A luz interior da igreja iluminava os vitrais. A porta estava aberta. Hesitante e surpresa, entrou. Estava para começar a vigília de Natal. Pela nave lateral, avançou até o altar de Nossa Senhora. Uma melodia natalina partiu do órgão. A alma desmanchou-se em prantos. Depois de tantos anos de secura no egoísmo, ela se afogava em soluços de arrependimento. As lágrimas escorriam-lhe pela face em abundância, e seu tronco sacudia ao ritmo convulsivo do pranto em soluços, como o de uma criança...

Lá havia um padre para ouvir confissões. E este não foi o menor dos milagres, para os tempos em que vivemos. A alma foi acusar-se como pôde, um tanto confusamente, de sua triste vida afastada de Deus. E recebeu a absolvição de suas faltas.

* * *

Deixo ao leitor o cuidado de pensar na alegria que, naquela noite, causou ao Coração de Jesus Infante a volta ao rebanho de sua pequena ovelha transviada.

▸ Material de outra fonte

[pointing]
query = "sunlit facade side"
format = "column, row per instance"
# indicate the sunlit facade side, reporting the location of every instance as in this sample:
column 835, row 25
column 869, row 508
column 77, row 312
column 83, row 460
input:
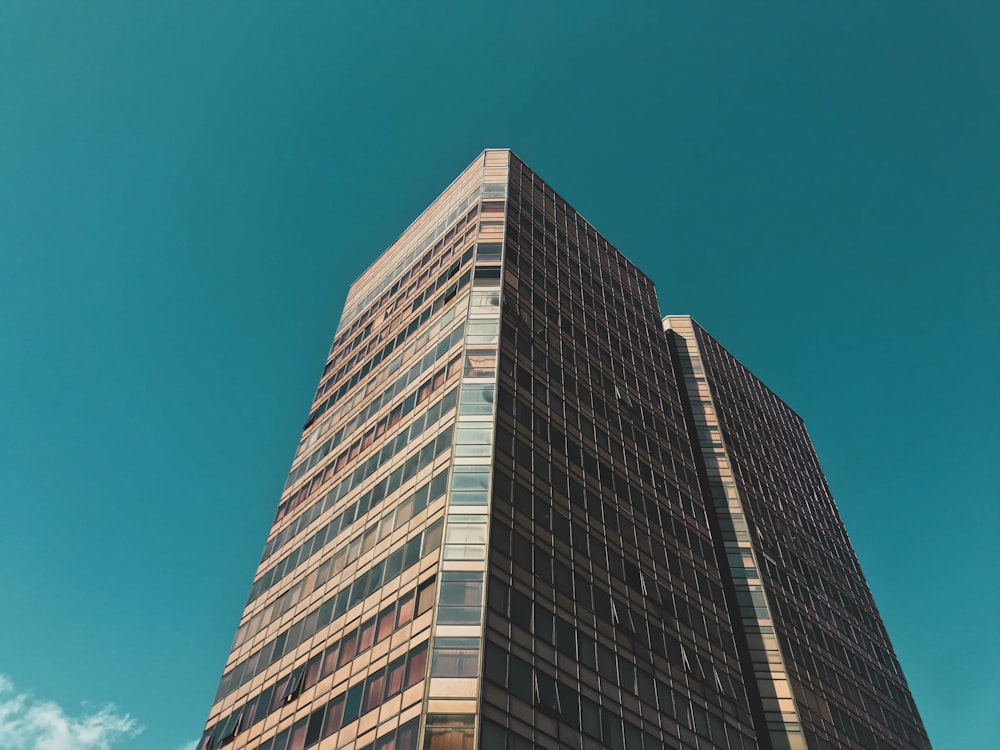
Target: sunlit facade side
column 495, row 532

O Menino Jesus veio sobretudo para os pecadores. Não recusa jamais o seu perdão. Acolhe com bondade e misericórdia toda humilde contrição. Ontem, hoje, sempre, Jesus Cristo é a solução para o mundo, que afunda na noite do neopaganismo.

No maior drama de nossa vida, recorramos com confiança a nosso Salvador, por intermédio da Santíssima Virgem, a quem Ele nada recusa.